Protection against hardware failure may be achieved for web applications and other stateless services through conventional clustering solutions.  For LAMP stacks and other open-source solutions, Red Hat's clustering solution and the Linux-HA project are two common implementations.  When combined with load balancing software such as LVS, a Storage Area Network, and a relational database engine capable of distributed consensus such as MySQL Cluster, these technologies provide a stable and flexible platform insulated from failures of physical hardware.  Incoming requests may be handled by a front-end load balancing appliance, and forwarded to back-end web servers.  If the web application servers share session data, then a high degree of fault tolerance is also provided, as any HTTP request made to a failed node may be retried and served by other machines in the cluster.

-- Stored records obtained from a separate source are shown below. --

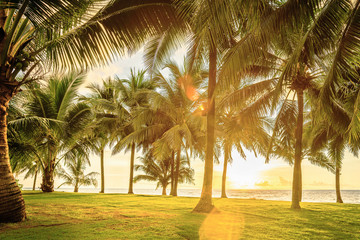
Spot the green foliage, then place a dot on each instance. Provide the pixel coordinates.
(159, 170)
(19, 184)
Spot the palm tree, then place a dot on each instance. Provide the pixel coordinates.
(59, 139)
(159, 171)
(69, 33)
(214, 26)
(241, 121)
(101, 98)
(323, 30)
(76, 176)
(129, 89)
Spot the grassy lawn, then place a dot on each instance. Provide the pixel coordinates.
(116, 216)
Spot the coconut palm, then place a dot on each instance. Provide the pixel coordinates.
(323, 30)
(175, 103)
(76, 176)
(100, 98)
(159, 171)
(68, 33)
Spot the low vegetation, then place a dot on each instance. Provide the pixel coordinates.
(114, 216)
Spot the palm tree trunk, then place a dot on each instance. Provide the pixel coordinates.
(12, 205)
(132, 161)
(226, 160)
(177, 171)
(205, 204)
(297, 187)
(47, 184)
(76, 189)
(172, 173)
(34, 184)
(337, 183)
(102, 190)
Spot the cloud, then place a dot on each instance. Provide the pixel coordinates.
(284, 182)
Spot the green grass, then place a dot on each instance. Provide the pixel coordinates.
(116, 216)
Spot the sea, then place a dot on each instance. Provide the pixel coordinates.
(348, 196)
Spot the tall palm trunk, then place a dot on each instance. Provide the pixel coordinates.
(164, 190)
(34, 184)
(76, 189)
(172, 173)
(102, 190)
(337, 183)
(297, 187)
(205, 204)
(12, 205)
(132, 160)
(177, 171)
(47, 184)
(226, 160)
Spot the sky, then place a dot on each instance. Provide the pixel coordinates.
(251, 173)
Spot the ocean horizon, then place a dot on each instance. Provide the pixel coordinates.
(326, 196)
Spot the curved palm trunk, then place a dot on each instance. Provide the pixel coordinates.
(172, 173)
(12, 205)
(102, 190)
(337, 183)
(177, 171)
(34, 184)
(205, 204)
(297, 187)
(132, 160)
(226, 160)
(47, 184)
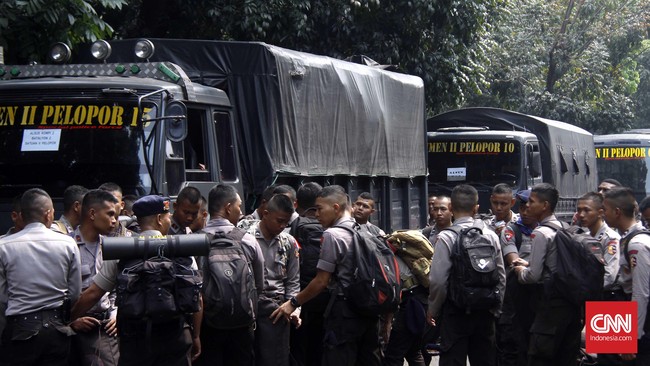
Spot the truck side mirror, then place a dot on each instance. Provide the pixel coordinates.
(176, 121)
(535, 164)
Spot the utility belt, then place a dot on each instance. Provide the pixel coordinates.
(616, 294)
(102, 315)
(25, 326)
(37, 315)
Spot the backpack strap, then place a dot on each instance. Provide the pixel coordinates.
(518, 237)
(624, 242)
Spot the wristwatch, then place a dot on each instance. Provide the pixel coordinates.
(294, 302)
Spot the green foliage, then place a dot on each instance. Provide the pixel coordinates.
(29, 27)
(438, 40)
(575, 61)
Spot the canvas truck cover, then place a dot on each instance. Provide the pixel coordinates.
(572, 166)
(305, 114)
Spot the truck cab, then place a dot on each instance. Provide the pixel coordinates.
(461, 155)
(157, 115)
(139, 124)
(486, 146)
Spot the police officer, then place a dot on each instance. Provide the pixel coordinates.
(230, 346)
(95, 341)
(407, 332)
(307, 340)
(517, 313)
(116, 190)
(590, 216)
(555, 333)
(165, 343)
(349, 338)
(72, 197)
(440, 211)
(620, 213)
(39, 275)
(282, 281)
(362, 208)
(186, 210)
(501, 202)
(463, 334)
(16, 217)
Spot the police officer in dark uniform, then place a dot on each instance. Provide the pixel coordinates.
(349, 338)
(165, 343)
(186, 210)
(95, 341)
(39, 275)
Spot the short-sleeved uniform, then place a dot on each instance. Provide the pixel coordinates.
(281, 282)
(232, 346)
(96, 346)
(462, 335)
(555, 332)
(39, 269)
(166, 343)
(349, 338)
(609, 239)
(638, 250)
(517, 315)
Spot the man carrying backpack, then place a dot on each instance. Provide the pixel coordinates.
(465, 294)
(518, 311)
(350, 338)
(168, 341)
(228, 343)
(555, 332)
(307, 340)
(620, 213)
(95, 341)
(281, 281)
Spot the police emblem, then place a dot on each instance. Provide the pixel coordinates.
(508, 234)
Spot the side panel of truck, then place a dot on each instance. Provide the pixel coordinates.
(292, 117)
(567, 156)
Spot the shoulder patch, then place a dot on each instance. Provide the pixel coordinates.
(508, 234)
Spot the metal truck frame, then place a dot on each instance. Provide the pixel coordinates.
(202, 112)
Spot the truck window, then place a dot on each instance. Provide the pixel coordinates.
(226, 144)
(627, 161)
(51, 154)
(485, 162)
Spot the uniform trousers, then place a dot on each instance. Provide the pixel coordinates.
(350, 339)
(227, 347)
(406, 337)
(555, 334)
(35, 339)
(166, 344)
(271, 342)
(95, 348)
(464, 336)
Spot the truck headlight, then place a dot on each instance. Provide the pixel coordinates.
(60, 53)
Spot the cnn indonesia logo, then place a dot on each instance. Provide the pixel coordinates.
(611, 327)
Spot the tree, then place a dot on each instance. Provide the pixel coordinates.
(29, 27)
(571, 60)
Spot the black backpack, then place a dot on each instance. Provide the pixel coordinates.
(309, 233)
(157, 289)
(580, 268)
(474, 277)
(229, 293)
(375, 288)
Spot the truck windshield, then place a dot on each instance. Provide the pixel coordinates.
(45, 152)
(627, 164)
(477, 162)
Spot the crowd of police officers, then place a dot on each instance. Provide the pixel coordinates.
(57, 297)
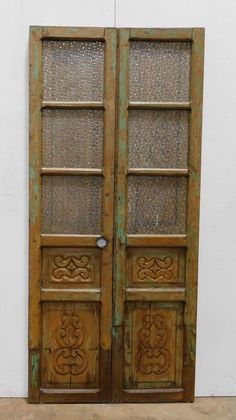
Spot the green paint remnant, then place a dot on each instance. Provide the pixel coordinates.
(36, 63)
(32, 173)
(35, 369)
(191, 339)
(36, 189)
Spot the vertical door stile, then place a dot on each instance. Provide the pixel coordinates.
(35, 75)
(120, 217)
(108, 207)
(193, 210)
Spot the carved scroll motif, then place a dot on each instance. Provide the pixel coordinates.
(153, 355)
(155, 269)
(69, 357)
(72, 269)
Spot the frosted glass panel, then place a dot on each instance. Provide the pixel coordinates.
(157, 205)
(71, 204)
(159, 71)
(158, 139)
(73, 138)
(73, 70)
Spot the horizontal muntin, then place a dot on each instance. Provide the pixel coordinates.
(139, 240)
(71, 171)
(72, 105)
(60, 240)
(163, 294)
(159, 105)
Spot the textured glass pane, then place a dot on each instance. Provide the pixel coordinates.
(156, 204)
(71, 204)
(73, 138)
(158, 139)
(159, 71)
(73, 70)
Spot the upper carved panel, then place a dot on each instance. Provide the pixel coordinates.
(156, 269)
(71, 268)
(77, 267)
(156, 266)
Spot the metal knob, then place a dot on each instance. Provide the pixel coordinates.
(101, 242)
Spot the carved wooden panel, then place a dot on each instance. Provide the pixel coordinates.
(70, 267)
(153, 345)
(70, 345)
(155, 267)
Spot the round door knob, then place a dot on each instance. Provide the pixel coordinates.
(101, 242)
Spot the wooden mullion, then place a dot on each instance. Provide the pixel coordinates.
(193, 212)
(160, 105)
(35, 59)
(120, 217)
(108, 207)
(72, 105)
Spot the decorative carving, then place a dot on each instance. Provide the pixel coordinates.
(155, 269)
(153, 355)
(72, 269)
(70, 336)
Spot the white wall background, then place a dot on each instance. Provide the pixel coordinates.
(216, 345)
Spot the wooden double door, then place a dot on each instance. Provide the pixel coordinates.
(115, 129)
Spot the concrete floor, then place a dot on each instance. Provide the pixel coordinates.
(204, 408)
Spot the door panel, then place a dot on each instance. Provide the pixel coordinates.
(72, 194)
(112, 308)
(157, 187)
(153, 345)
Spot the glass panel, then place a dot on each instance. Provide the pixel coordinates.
(156, 205)
(159, 71)
(71, 204)
(158, 139)
(72, 138)
(73, 70)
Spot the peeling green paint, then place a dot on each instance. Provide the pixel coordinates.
(35, 369)
(191, 340)
(36, 63)
(35, 201)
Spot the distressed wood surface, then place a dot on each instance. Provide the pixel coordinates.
(35, 75)
(120, 220)
(119, 323)
(144, 331)
(193, 212)
(160, 105)
(70, 340)
(72, 105)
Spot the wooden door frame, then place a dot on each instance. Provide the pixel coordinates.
(37, 295)
(189, 241)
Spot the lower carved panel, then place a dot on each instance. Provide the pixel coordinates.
(153, 345)
(70, 353)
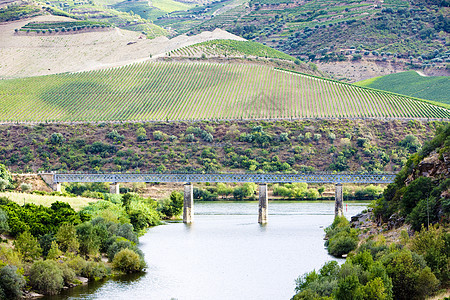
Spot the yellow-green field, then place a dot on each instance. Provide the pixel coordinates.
(199, 91)
(76, 203)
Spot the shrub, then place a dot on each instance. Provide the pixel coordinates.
(46, 277)
(189, 137)
(119, 244)
(25, 187)
(158, 135)
(67, 238)
(77, 264)
(342, 244)
(68, 273)
(54, 251)
(3, 184)
(128, 261)
(56, 138)
(4, 227)
(411, 278)
(9, 256)
(174, 206)
(88, 238)
(28, 247)
(11, 283)
(411, 143)
(115, 136)
(284, 136)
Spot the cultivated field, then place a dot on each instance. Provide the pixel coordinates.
(413, 84)
(195, 91)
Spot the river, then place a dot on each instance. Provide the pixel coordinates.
(226, 255)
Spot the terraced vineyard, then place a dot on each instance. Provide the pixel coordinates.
(193, 91)
(230, 48)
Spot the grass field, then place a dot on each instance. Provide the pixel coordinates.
(76, 203)
(410, 83)
(231, 48)
(198, 91)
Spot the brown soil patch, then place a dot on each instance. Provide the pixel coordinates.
(26, 55)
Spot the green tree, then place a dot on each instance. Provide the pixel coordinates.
(174, 207)
(28, 246)
(54, 251)
(4, 227)
(5, 177)
(128, 261)
(46, 277)
(89, 240)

Unfortunately not all services are carried by such robust connectionless protocols.  File sharing and database connections are common examples of stateful connections.  Many implementations of the CIFS protocol (Windows file sharing) are particularly vulnerable to dropped TCP connections, sometimes requiring a reboot of the client machine to recover from an indeterminate state.  In my experience, the most effective method to protect these vulnerable connections against faults is leveraging virtualization.  Next-generation virtualization solutions such as Citrix XenServer and VMWare ESX are able to straddle virtual machines across multiple physical machines.  This duplication extends to all levels of the network stack above the physical layer, and completely insulates the virtual machine's integrity against failure of either host system.

All of the strategies discussed thus far mitigate the risk of sudden, unexpected failures in application platforms.  However, these platforms must also evolve to meet the needs of the business.  Indeed, many swiftly growing organizations may face more scheduled downtime caused by migrations than unscheduled interruptions due to unplanned failures.  These shortcomings may be avoided by building redundancy and abstractions into a system's network stack.  An example migration strategy would be forwarding client requests from a legacy system to its replacement, perhaps using network address translation or an application-level proxy service.  Transparently redirecting connections at a low level avoids inconsistent delays caused by DNS hostname or BGP route propagation.

Every service architecture should be further reinforced by other, internal services.  Any information relied upon by the service must be archived frequently.  These backups must reside on separate physical media to negate the risk of hardware failure, and on separate logical volumes to mitigate the risks of accidental deletion or malicious access.  Also, service availability must be monitored for interruptions.  Network monitoring solutions alert administrators to unexpected changes in system behavior, and provide meaningful performance metrics.  Larger organizations should also develop disaster recovery policies to ensure business continuity during severe service disruptions.  These strategies must be tested frequently, and updated to reflect any infrastructure changes.  Any service architecture which lacks backup, monitoring, and disaster recovery solutions is not worthy of the title “enterprise class”.

Many systems, like power grids, bridges, and other physical infrastructure are engineered to last forever.  Information technology systems stand in stark contrast, rarely surviving longer than a decade before being rendered obsolete by new techniques and changing needs.  Yet migrations away from existing systems need not be traumatic, so long as those original systems were designed with flexible layers of abstraction.  These abstractions also provide opportunities for redundancy, enabling high availability and fault tolerance crucial to an agile enterprise.